Give McIlroy time to grow into King Rory
More on McIlroy
Don’t declare Rory McIlroy as king just yet. Let him enjoy being prince for a while before we lay the crown upon his head.
I couldn’t believe the hyperbole surrounding McIlroy’s victory at Quail Hollow last week. McIlroy’s first PGA Tour win was peerless, but the adulation heaped upon him was just a little over the top.
You’d have thought we’d just witnessed the return of Harry Vardon, Bobby Jones, Ben Hogan and Jack Nicklaus rolled into one.
I worry about over-the-top adulation like this. More troublesome are the predictions that followed his win. Darren Clarke went on record in Italy this week as saying he expected Rory to be world No. 1 within three years.
While I hope Darren is right, I’m not sure such statements are in Rory’s best interest.
Clarke knows McIlroy better than most. Rory came through Darren’s foundation as a youngster in Northern Ireland. He’s watched Rory blossom from a very gifted youngster into a world-class player. He’s obviously hoping Rory will push on and become the first Irish player to become world No. 1.
I just wish Darren would keep his thoughts to himself rather than heap pressure on Rory with such public pronouncements.
Clarke knows all about the fickleness of the game of golf. It’s not too long ago he had hopes of becoming world No. 1. Now he’s fighting to break into the world top 100. He’s currently ranked 145th.
Thankfully, Rory also knows all about the capricious nature of this stupid game.
It’s less than a month since Rory was genuinely disillusioned with the game. He missed the cut at the Masters, and talked about taking some time off. Back problems were getting him down. He needed to see sports psychologist Bob Rotella. He looked like a player who didn’t want to be on the golf course.
There was concern then about the state of his game. In the space of four weeks he has become the anointed one.
Funny old game, huh?
If history proves anything, it’s that this game can jump up and bite you in a heartbeat. The game is littered with players who looked like future superstars only to fall back amongst the pack. Just look at Sergio Garcia and Adam Scott. Not too long ago that we were touting them as multiple major winners. While that’s still a possibility, both men would just like to get back to winning regular golf tournaments let alone one of the marquee events.
The good news is that Rory won’t let any of this hyperbole go to his head. Neither will his father, Gerry, or mother, Rosie. What has always been apparent about Rory is that he is one well-grounded individual.

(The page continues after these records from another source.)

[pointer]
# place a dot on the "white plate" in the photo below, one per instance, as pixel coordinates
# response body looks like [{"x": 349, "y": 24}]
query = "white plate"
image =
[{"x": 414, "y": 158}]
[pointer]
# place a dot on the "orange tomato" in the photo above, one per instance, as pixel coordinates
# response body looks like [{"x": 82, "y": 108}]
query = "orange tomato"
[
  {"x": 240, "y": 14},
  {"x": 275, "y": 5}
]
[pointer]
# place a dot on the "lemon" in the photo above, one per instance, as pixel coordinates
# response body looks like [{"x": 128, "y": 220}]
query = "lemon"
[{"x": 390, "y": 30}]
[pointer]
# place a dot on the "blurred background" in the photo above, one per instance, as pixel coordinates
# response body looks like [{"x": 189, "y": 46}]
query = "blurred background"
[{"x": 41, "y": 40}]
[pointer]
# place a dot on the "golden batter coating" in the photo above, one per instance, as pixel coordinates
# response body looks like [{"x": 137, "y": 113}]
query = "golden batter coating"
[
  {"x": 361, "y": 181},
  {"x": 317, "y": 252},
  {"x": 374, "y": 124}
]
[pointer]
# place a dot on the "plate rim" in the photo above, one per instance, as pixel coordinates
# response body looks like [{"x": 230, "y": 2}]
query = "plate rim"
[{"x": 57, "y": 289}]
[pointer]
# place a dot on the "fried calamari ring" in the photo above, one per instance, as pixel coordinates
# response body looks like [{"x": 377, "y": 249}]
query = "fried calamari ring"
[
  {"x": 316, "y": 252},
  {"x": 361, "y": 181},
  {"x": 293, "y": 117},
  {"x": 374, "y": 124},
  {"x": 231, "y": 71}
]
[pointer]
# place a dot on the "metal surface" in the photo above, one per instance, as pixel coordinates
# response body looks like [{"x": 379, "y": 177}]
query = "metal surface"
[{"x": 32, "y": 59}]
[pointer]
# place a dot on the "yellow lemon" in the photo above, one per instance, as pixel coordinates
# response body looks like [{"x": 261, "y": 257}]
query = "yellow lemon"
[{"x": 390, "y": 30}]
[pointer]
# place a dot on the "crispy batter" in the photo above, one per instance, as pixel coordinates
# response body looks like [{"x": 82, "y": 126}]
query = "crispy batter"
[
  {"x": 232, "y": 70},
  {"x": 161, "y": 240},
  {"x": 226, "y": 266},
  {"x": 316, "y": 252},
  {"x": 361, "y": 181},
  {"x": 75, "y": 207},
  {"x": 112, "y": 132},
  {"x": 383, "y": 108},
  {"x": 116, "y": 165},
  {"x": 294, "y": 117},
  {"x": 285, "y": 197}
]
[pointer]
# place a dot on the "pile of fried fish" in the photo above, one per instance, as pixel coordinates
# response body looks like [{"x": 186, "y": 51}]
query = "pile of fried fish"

I first saw Rory play when he was 14 years old. He played in the 2003 British Boys Championship at Royal Liverpool. Although he lost on the last hole in the opening round to English player Graham Benson, it was obvious to this eye that he was special.
I got the chance to see him play quite often in amateur golf. What separated Rory from the pack was a quiet confidence in his own ability. There was never any arrogance, never any effort to blow his own trumpet. Gerry and Rosie are largely responsible for that. They’ve instilled in him a humility that is refreshing in the age of jock sportsmen and women.
So the rest of the world might be talking up Rory as the new golfing Messiah, but you can bet he won’t ascribe to that. The rest of us would do well to follow his lead.
Let’s just enjoy watching him play rather than heaping the weight of the world upon his young shoulders.